TrimTabs, an investment research company, argues in a concise four page report that the employment numbers from the BLS are inaccurate. There have been many critics of the BLS methods in the past but they have generally focused on the “birth/death” adjustment that the BLS uses to account for the creation of jobs by new businesses. In the past several years, these BLS adjustments have proven to be fairly accurate. But the BLS does not appear on CNBC to refute their critics.

This TrimTabs report focuses on several other flaws in BLS methodology. The methods that the BLS uses were developed many years ago when the majority of employment in the U.S. was in manufacturing. Today, manufacturing represents a small portion of the U.S. economy. Yet the BLS continues to survey mostly manufacturing companies and government institutions to come up with their unemployment number. Of the private companies surveyed by the BLS, most of them are large despite the fact that smaller companies, those with 500 employees or less, make up 50% of the economy and most of the economic growth in the U.S.

The BLS reports a statistical 90% confidence in their estimate numbers, resulting in an error of + or – 100,000 jobs lost to their monthly estimate, a relatively small error out of a workforce of 140 million. But market trading is based on pre-estimates of monthly jobs lost by “analysts” as well as competing estimates like that of the payroll processing company ADP. If the BLS figure of jobs lost is 300,000 and concensus pre-estimates were 400,000 jobs lost, the stock market often rebounds. Yet, statistically, the BLS estimate could be the same as pre-estimates. The market conveniently forgets the sampling error of both analyst estimates and the BLS estimates and trades on the estimates as though they were hard data.

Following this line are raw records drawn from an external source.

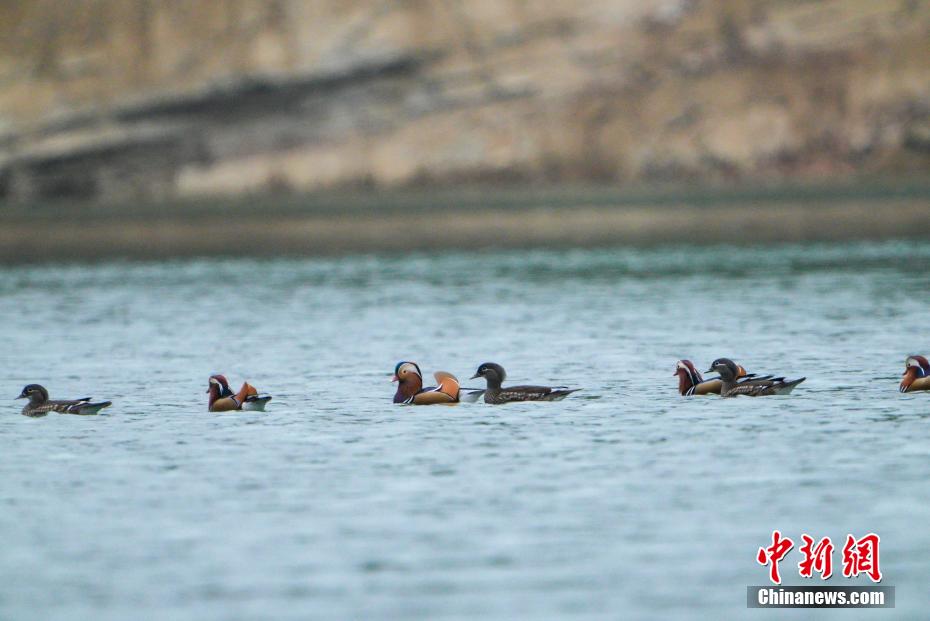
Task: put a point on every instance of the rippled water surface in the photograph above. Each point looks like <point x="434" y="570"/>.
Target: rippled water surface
<point x="624" y="501"/>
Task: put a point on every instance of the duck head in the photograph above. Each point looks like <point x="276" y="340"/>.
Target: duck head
<point x="218" y="387"/>
<point x="409" y="380"/>
<point x="35" y="393"/>
<point x="727" y="369"/>
<point x="688" y="376"/>
<point x="915" y="367"/>
<point x="492" y="372"/>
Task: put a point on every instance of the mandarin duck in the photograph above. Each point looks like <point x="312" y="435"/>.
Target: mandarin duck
<point x="916" y="374"/>
<point x="494" y="374"/>
<point x="691" y="382"/>
<point x="40" y="405"/>
<point x="222" y="399"/>
<point x="733" y="386"/>
<point x="410" y="389"/>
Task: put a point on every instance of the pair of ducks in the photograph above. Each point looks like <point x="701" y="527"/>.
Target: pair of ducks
<point x="733" y="381"/>
<point x="222" y="399"/>
<point x="410" y="390"/>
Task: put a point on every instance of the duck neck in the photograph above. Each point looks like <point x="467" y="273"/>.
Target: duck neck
<point x="494" y="382"/>
<point x="407" y="389"/>
<point x="684" y="382"/>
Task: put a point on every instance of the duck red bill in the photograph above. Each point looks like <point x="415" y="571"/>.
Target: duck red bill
<point x="858" y="558"/>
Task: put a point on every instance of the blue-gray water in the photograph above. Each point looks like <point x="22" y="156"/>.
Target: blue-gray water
<point x="624" y="501"/>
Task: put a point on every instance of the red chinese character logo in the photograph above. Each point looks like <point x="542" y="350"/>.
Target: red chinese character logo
<point x="819" y="558"/>
<point x="774" y="553"/>
<point x="862" y="557"/>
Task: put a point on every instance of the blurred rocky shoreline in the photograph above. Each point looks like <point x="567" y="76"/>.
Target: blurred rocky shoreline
<point x="119" y="101"/>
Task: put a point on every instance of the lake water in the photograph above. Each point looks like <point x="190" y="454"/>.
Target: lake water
<point x="623" y="501"/>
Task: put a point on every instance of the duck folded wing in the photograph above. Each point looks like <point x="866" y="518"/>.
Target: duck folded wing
<point x="447" y="383"/>
<point x="762" y="388"/>
<point x="256" y="403"/>
<point x="534" y="393"/>
<point x="82" y="407"/>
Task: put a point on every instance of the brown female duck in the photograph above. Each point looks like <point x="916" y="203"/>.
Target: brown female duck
<point x="732" y="386"/>
<point x="410" y="389"/>
<point x="40" y="405"/>
<point x="495" y="375"/>
<point x="222" y="399"/>
<point x="691" y="382"/>
<point x="916" y="374"/>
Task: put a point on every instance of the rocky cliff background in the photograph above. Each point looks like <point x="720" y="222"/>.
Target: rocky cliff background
<point x="145" y="99"/>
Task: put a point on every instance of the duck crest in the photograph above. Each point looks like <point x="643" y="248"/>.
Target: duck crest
<point x="688" y="376"/>
<point x="915" y="368"/>
<point x="409" y="380"/>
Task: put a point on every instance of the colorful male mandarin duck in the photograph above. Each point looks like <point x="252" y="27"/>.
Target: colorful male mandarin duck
<point x="494" y="374"/>
<point x="916" y="374"/>
<point x="39" y="404"/>
<point x="222" y="398"/>
<point x="410" y="389"/>
<point x="732" y="386"/>
<point x="691" y="382"/>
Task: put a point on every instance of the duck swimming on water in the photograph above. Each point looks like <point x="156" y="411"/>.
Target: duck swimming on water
<point x="222" y="399"/>
<point x="40" y="405"/>
<point x="495" y="375"/>
<point x="691" y="382"/>
<point x="916" y="374"/>
<point x="410" y="389"/>
<point x="732" y="386"/>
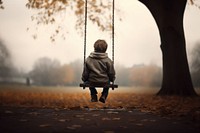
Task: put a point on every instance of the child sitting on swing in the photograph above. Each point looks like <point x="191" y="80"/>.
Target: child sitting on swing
<point x="98" y="69"/>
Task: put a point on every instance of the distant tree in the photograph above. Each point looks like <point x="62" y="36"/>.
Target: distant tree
<point x="168" y="15"/>
<point x="5" y="61"/>
<point x="195" y="65"/>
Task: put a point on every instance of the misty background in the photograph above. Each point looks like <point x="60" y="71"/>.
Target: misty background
<point x="27" y="54"/>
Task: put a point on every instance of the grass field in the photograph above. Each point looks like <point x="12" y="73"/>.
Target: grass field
<point x="143" y="99"/>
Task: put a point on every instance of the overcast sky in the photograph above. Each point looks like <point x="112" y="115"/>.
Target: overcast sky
<point x="136" y="36"/>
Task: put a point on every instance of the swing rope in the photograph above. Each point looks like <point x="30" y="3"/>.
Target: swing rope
<point x="85" y="30"/>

The BLS does not report on the hard data, actual state unemployment insurance claims, till it has received and compiled all the state reports. This is done about 12 months later.
In a 12 month period during 2005-06, TrimTabs research shows that the BLS had underestimated job growth by 750 million when the estimates were compared with actual data. While the BLS does a remarkable job gathering data from almost 400,000 companies in a month to arrive at their estimates, the problem of accurately assessing the employment activity of this country is enormous.